22 giugno 2009

Sprachwissenschaftler


Sprachwissenschaftler: per essere conseguente coi luoghi, interrogato a proposito di se medesimo, così disse un giorno Apollonio, da autentico pivello, a un più maturo e sorridente studioso di storia. Benevolmente didattico, nei tre mesi in cui lo frequentò, costui usò poi la sua ingenua autodefinizione per prenderlo in giro: Apollonio gliene è ancora grato.
Andò poi così, tuttavia, almeno socialmente: e certo c'è del comico in tutto ciò.
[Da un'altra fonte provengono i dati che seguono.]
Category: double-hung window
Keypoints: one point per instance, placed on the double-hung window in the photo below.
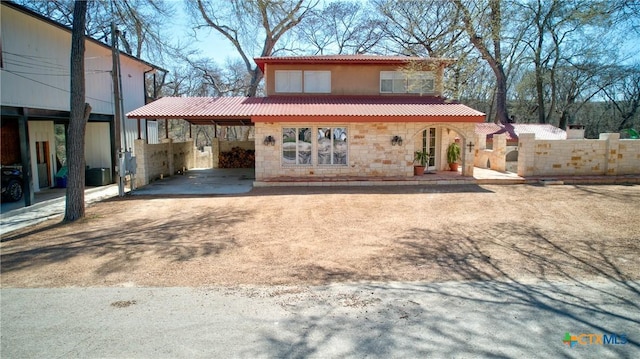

A sua discolpa Apollonio può solo invocare, confessandola qui, una sua antica convinzione.
Ammirevole, c'è chi è linguista, si sente ed è socialmente reputato tale perché trasmette al mondo l'interiore convinzione che caratterizza l'esperto: la capacità, se opportunamente interrogato (anche da se medesimo), di dare la risposta giusta. Beh! Se non proprio la giusta (che sarebbe dogmatica arroganza) diciamo quella più vicina alla giusta, compatibilmente con lo stato delle conoscenze, rappresentato dalla sua erudizione e dalle biblioteche cui riesce ad avere accesso.
Sin dal dì di quel comico Sprachwissenschaftler, Apollonio sapeva però di non essere destinato a tanto: osava dirsi linguista per la bizzarra opinione (che ha conservato) che è tale chi su lingue e linguaggio si fa di continuo domande e il più delle volte (pretendere sempre sarebbe immodesto) non trova risposte.